En el auto combatido estimó la Corte que el libelo contentivo del recurso de casación se presentó de manera tempestiva. Hízose ver allí que si bien el cómputo del término para la formulación de la demanda debió reiniciarse una vez se notificó el auto de aceptación de la renuncia de la apoderada de la recurrente y enviado el telegrama correspondiente, lo cierto fue que conforme a la constancia secretarial el mencionado plazo corrió desde fecha posterior, en virtud de lo cual y atendiendo los principios del debido proceso, de la buena fe y de la confianza legítima, en el conteo de los términos debía estarse al informe secretarial obrante en el expediente.
Y frente a lo así resuelto plantea la recurrente en primer lugar que la constancia secretarial no puede modificar el término legalmente establecido para presentar la demanda, al ser perentorios tanto el plazo como su contabilización; el artículo 118 del Código de Procedimiento Civil precisa que los términos y oportunidades para la realización de los actos procesales son improbables, norma que no puede ser desconocida al no existir habilitación legal para ello, sacrificándose con su omisión los derechos al debido proceso, buena fe y confianza legítima, no pudiendo una imprecisión secretarial generar la convicción errada e invencible en la parte respecto del término legal para el acatamiento de la carga procesal mencionada; el lapso para presentar la demanda de casación y la forma de computarse están definidos en la ley procesal, preceptiva con carácter de orden público y por ende inderogable, que impone a las partes el deber de verificar su adecuada medición y el de ejecutar sus actos dentro de los plazos legales, sin sujeción al acontecer interno y administrativo de los trámites respectivos.

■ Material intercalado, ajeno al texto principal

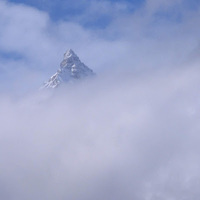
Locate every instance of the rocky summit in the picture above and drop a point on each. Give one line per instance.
(71, 69)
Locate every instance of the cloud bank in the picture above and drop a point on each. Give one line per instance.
(132, 139)
(130, 133)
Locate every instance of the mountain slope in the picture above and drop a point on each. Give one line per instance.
(71, 69)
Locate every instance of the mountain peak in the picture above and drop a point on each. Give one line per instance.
(69, 53)
(71, 69)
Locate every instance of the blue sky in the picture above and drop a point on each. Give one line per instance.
(35, 34)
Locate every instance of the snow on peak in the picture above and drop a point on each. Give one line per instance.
(71, 69)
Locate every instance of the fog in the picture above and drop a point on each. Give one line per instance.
(133, 137)
(129, 133)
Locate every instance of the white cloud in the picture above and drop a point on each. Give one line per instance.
(124, 138)
(130, 133)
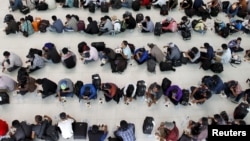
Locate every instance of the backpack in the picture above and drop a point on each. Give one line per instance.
(235, 59)
(217, 67)
(148, 125)
(165, 84)
(151, 64)
(136, 5)
(4, 98)
(194, 23)
(76, 3)
(77, 88)
(52, 133)
(81, 25)
(8, 18)
(96, 81)
(185, 97)
(42, 6)
(140, 88)
(205, 65)
(43, 25)
(164, 10)
(139, 17)
(166, 66)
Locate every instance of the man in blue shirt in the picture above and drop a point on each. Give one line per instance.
(126, 131)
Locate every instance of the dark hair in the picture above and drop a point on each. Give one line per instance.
(39, 81)
(204, 121)
(125, 42)
(38, 118)
(195, 50)
(90, 19)
(65, 50)
(206, 45)
(63, 115)
(124, 125)
(224, 46)
(6, 53)
(54, 18)
(184, 18)
(68, 16)
(16, 123)
(87, 91)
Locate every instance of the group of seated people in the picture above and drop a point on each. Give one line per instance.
(112, 24)
(65, 126)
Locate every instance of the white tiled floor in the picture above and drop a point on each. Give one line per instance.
(26, 107)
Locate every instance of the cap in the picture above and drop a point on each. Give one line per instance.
(169, 125)
(217, 20)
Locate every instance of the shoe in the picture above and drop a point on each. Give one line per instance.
(234, 101)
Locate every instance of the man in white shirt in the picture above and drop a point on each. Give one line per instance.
(65, 125)
(11, 61)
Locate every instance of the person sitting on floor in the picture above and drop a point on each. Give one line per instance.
(7, 84)
(12, 61)
(88, 53)
(169, 25)
(36, 62)
(88, 92)
(50, 53)
(48, 87)
(126, 131)
(174, 94)
(65, 88)
(147, 25)
(65, 125)
(168, 131)
(233, 90)
(153, 93)
(223, 56)
(68, 58)
(200, 94)
(97, 133)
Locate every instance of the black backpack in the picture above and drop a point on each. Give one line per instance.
(148, 125)
(217, 67)
(96, 81)
(77, 88)
(164, 10)
(165, 84)
(185, 97)
(140, 88)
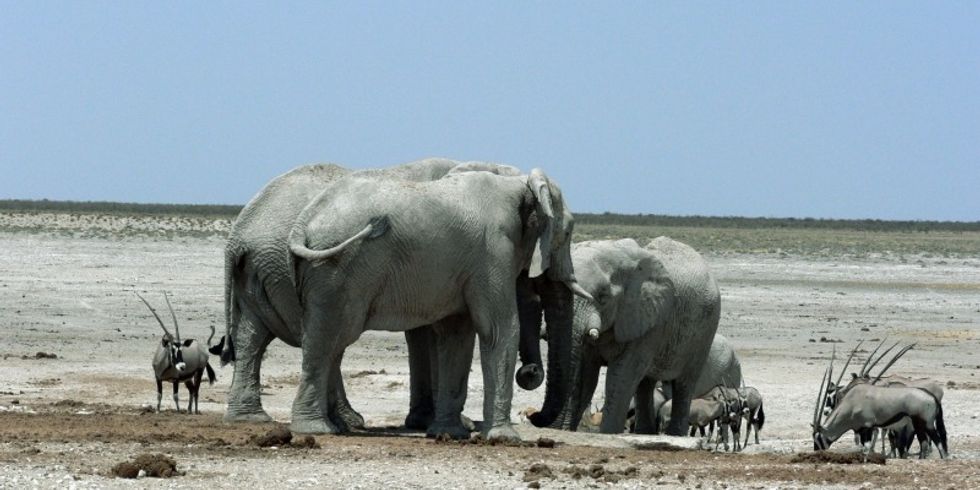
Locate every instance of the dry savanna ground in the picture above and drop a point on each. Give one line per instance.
(76, 389)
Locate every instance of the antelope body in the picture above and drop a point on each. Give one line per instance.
(863, 406)
(178, 361)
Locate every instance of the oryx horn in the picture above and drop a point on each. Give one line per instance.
(164, 327)
(882, 356)
(900, 354)
(844, 369)
(871, 356)
(172, 315)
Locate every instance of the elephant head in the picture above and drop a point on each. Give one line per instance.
(631, 295)
(547, 286)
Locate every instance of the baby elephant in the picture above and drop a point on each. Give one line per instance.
(177, 361)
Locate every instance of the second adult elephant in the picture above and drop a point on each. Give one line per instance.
(262, 302)
(376, 254)
(654, 315)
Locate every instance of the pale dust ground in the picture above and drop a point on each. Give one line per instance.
(65, 288)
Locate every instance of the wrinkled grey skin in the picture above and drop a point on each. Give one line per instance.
(380, 254)
(655, 313)
(262, 304)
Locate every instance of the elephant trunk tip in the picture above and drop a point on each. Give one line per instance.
(530, 376)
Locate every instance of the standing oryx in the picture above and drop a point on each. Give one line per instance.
(177, 360)
(752, 410)
(900, 433)
(863, 406)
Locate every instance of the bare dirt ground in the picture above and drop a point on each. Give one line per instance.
(65, 289)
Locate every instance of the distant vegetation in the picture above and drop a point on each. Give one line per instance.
(807, 237)
(605, 219)
(44, 205)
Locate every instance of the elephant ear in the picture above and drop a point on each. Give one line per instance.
(648, 301)
(538, 182)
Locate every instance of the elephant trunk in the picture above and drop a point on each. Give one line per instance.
(586, 319)
(556, 298)
(531, 373)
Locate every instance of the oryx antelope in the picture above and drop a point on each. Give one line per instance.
(900, 433)
(715, 407)
(752, 411)
(177, 361)
(863, 407)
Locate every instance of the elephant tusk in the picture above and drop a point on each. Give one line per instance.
(579, 290)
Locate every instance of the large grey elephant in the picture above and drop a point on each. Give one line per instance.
(262, 303)
(654, 315)
(379, 254)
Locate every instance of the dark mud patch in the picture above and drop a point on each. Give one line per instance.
(838, 458)
(152, 465)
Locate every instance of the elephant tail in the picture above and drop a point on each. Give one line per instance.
(376, 227)
(225, 348)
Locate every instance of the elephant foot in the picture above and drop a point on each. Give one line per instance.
(250, 416)
(313, 426)
(347, 417)
(454, 431)
(504, 433)
(419, 420)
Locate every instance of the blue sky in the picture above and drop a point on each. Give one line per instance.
(780, 109)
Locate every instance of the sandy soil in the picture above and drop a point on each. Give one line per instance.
(65, 289)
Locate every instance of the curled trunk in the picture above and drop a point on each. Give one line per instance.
(531, 373)
(556, 299)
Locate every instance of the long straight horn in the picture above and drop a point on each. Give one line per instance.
(164, 327)
(882, 356)
(820, 398)
(864, 368)
(844, 369)
(172, 315)
(900, 354)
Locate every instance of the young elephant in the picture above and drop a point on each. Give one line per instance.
(654, 315)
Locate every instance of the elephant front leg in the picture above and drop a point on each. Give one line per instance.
(454, 347)
(244, 397)
(681, 407)
(310, 407)
(340, 411)
(422, 377)
(498, 357)
(622, 379)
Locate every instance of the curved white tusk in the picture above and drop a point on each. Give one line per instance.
(579, 290)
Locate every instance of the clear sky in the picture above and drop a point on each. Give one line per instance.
(865, 109)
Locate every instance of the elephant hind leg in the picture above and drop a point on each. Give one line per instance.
(422, 377)
(645, 409)
(454, 348)
(244, 397)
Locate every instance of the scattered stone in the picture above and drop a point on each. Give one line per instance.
(279, 436)
(538, 471)
(546, 442)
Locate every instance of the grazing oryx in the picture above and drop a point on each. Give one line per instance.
(177, 361)
(717, 406)
(863, 407)
(752, 410)
(900, 433)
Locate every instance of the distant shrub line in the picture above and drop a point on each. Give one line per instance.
(769, 223)
(656, 220)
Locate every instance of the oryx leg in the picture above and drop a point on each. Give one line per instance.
(176, 403)
(159, 393)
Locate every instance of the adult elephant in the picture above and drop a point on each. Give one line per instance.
(262, 303)
(654, 314)
(378, 254)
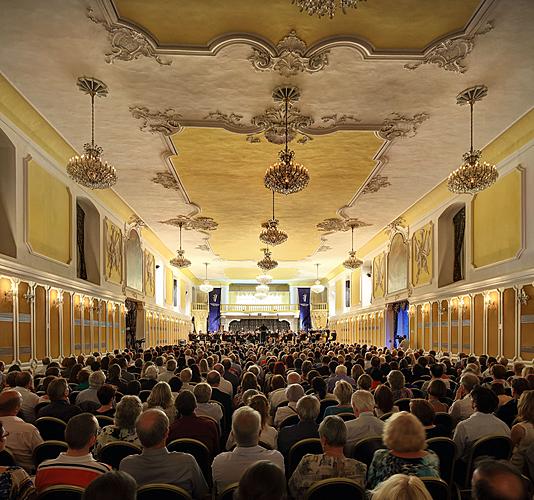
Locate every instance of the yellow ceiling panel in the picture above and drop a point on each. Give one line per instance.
(223, 174)
(387, 24)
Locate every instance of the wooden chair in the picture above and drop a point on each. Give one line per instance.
(335, 487)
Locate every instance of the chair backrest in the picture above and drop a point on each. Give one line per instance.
(61, 492)
(445, 449)
(335, 487)
(364, 449)
(159, 491)
(51, 428)
(112, 453)
(299, 449)
(228, 492)
(438, 488)
(48, 450)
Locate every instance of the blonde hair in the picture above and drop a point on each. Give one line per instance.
(401, 487)
(404, 432)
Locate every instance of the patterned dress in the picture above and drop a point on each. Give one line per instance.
(385, 464)
(313, 468)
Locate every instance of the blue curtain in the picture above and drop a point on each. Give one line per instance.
(304, 308)
(214, 318)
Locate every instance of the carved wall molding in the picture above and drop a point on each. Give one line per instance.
(290, 57)
(451, 53)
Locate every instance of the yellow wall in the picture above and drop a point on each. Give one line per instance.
(48, 214)
(497, 221)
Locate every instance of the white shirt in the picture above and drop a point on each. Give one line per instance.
(228, 467)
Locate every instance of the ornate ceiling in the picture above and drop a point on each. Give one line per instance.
(191, 125)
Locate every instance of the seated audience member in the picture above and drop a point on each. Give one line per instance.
(508, 411)
(481, 423)
(112, 485)
(76, 466)
(401, 487)
(59, 407)
(384, 401)
(308, 408)
(106, 396)
(332, 463)
(15, 484)
(268, 434)
(123, 429)
(365, 424)
(435, 391)
(423, 410)
(96, 380)
(24, 381)
(189, 425)
(462, 407)
(202, 394)
(228, 467)
(405, 438)
(343, 393)
(161, 397)
(497, 480)
(262, 481)
(293, 393)
(396, 383)
(156, 464)
(523, 432)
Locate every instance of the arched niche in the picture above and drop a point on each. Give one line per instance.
(7, 196)
(397, 264)
(134, 261)
(87, 241)
(451, 244)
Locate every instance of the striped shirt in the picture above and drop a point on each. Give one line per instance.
(73, 471)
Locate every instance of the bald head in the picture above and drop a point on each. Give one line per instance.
(10, 403)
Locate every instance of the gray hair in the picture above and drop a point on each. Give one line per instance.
(308, 408)
(127, 411)
(246, 426)
(294, 392)
(333, 430)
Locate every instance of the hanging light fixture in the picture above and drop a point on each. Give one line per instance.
(180, 261)
(317, 287)
(206, 287)
(474, 175)
(325, 7)
(352, 262)
(285, 176)
(88, 169)
(271, 235)
(267, 263)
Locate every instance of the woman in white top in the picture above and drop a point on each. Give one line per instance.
(523, 432)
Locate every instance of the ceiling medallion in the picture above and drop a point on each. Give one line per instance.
(180, 261)
(325, 7)
(474, 175)
(267, 263)
(285, 176)
(88, 169)
(271, 235)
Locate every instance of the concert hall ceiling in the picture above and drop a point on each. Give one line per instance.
(189, 119)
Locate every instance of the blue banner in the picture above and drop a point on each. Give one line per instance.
(214, 318)
(304, 308)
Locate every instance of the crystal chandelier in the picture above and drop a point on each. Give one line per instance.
(206, 287)
(474, 175)
(324, 7)
(285, 176)
(180, 261)
(271, 235)
(267, 263)
(88, 169)
(317, 287)
(352, 262)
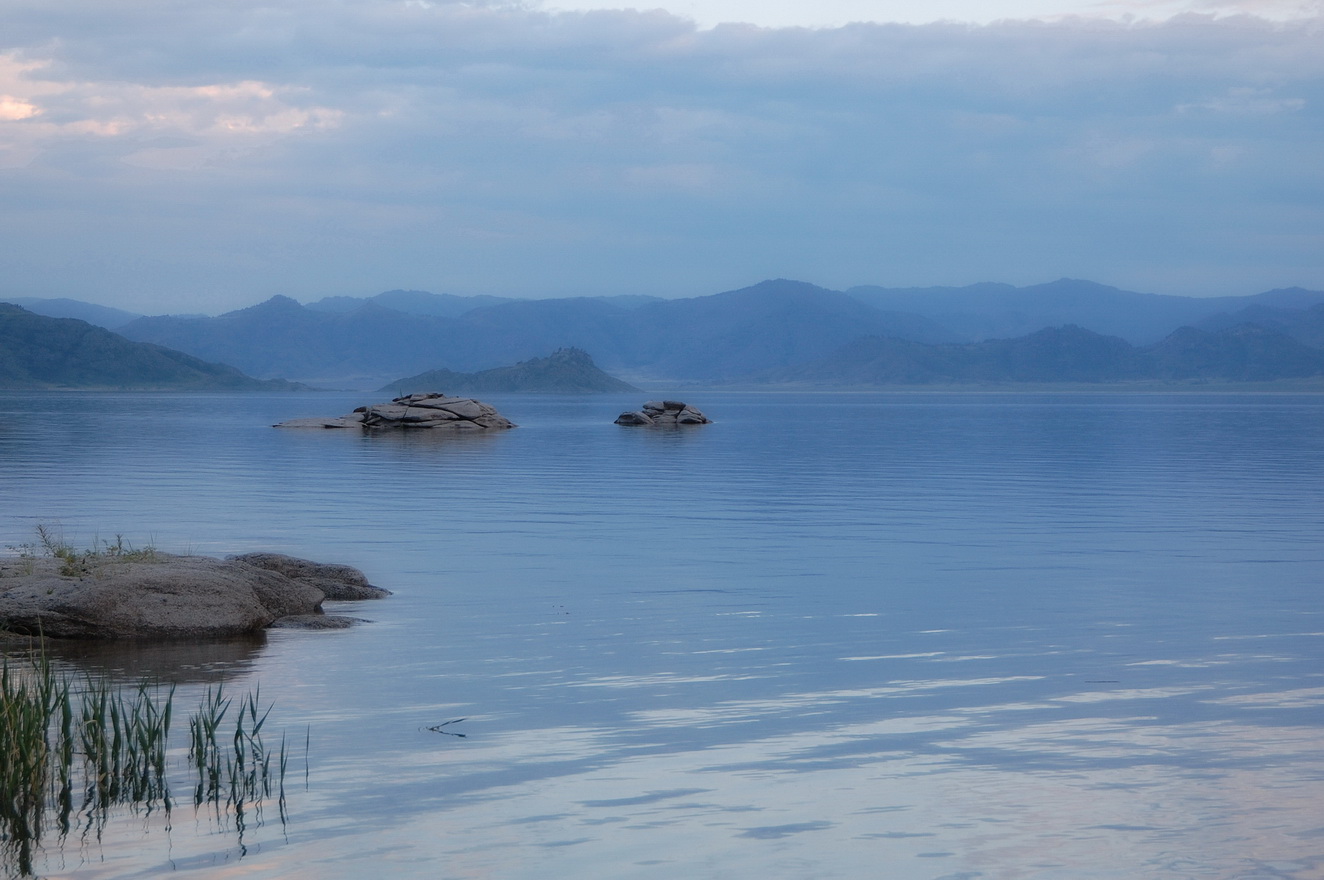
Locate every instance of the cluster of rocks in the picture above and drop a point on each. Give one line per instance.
(667, 412)
(174, 597)
(426, 410)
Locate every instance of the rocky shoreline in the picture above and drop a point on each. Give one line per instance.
(162, 596)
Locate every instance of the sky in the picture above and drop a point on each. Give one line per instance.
(199, 156)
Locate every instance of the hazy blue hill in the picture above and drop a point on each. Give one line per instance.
(992, 311)
(760, 327)
(282, 338)
(90, 312)
(1063, 355)
(567, 371)
(1303, 324)
(411, 302)
(519, 330)
(1241, 353)
(40, 352)
(726, 336)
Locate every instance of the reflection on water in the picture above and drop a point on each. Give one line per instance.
(908, 635)
(176, 662)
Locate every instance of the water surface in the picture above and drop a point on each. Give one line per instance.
(830, 635)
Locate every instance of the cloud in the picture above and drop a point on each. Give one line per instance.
(224, 152)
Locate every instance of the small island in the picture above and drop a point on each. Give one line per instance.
(662, 414)
(430, 410)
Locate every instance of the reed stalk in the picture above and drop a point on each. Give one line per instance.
(61, 733)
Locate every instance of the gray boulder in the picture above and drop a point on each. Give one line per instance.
(428, 410)
(663, 413)
(163, 597)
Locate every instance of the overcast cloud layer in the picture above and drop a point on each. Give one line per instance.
(200, 156)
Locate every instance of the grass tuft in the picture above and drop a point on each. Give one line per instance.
(76, 748)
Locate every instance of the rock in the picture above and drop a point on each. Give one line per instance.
(314, 622)
(335, 581)
(429, 410)
(663, 413)
(168, 597)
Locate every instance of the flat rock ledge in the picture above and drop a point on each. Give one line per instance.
(174, 597)
(663, 413)
(428, 410)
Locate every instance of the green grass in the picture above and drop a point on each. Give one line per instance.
(74, 749)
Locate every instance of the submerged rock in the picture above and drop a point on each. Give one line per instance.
(160, 596)
(428, 410)
(663, 413)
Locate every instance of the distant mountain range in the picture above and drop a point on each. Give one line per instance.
(784, 328)
(1239, 353)
(40, 352)
(567, 371)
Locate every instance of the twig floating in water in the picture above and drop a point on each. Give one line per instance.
(437, 728)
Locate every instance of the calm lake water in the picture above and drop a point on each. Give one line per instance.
(845, 635)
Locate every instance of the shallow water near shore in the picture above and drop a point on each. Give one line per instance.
(910, 635)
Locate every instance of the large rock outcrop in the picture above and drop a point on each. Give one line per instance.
(428, 410)
(663, 413)
(168, 597)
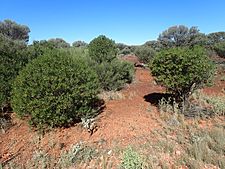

Insiste la recurrente, en que un error secretarial no puede liberar de responsabilidad a la parte en la guarda de sus cargas, pues tal situación generaría toda suerte de inestabilidad e indefinición en relación con la firmeza de las providencias judiciales, aniquilando además los derechos al debido proceso, igualdad, seguridad jurídica y confianza legítima de la contraparte que confía en el ejercicio judicial al amparo de las normas existentes, viéndose privada de la ejecutoria de la sentencia de segunda instancia; el error cometido no resulta razonable o explicable como lo señalan las providencias de tutela citadas en tanto que la renuncia de la apoderada judicial no tuvo por efecto suspender los términos de traslado al no ser uno de los eventos de suspensión de términos ni causal de interrupción o suspensión del proceso conforme a la preceptiva procesal civil, equivocación que pudo advertirse fácilmente por la aseguradora que además tuvo el expediente judicial, no pudiendo un error secretarial sanear su descuidada actuación. En el segundo punto de su escrito, reitera la impugnante que la admisión de la demanda arrimada extemporáneamente contraría sus derechos de igualdad, seguridad jurídica y debido proceso, al ampararse, con la decisión controvertida, el derecho de la parte que incumplió sus deberes procesales, dándole un término adicional, ignorando principios como el derecho a la cosa juzgada, preclusión de las etapas procesales y perentoriedad de los términos judiciales; del derecho a la igualdad constitucional y de la doctrina de la Corte Constitucional concluye la recurrente que ambas partes tienen derecho a la aplicación de la ley procesal conforme con las normas constitucionales, procesales y sus principios orientadores, sin beneficios o prerrogativas en detrimento de la contraparte y por esta vía del acceso a la justicia y al debido proceso; encuentra también vulnerado el derecho a la seguridad jurídica, pues a un error susceptible de ser advertido con la simple confrontación de las normas procesales, se le asigna como consecuencia la extensión de los tiempos legales.
Así, y como bien se aprecia, la protesta esgrimida sobre el particular estriba en que los términos legales son de orden público, de obligatorio cumplimiento, no modificables por los funcionarios judiciales o las partes, que los errores secretariales no tienen la virtud de modificar los plazos de ley y no liberan a las partes del deber de computarlos, además que al proteger los derechos de la demandante en casación se vulneran los suyos, afectación que hace consistir básicamente en verse privada de la ejecutoria de la sentencia. 2.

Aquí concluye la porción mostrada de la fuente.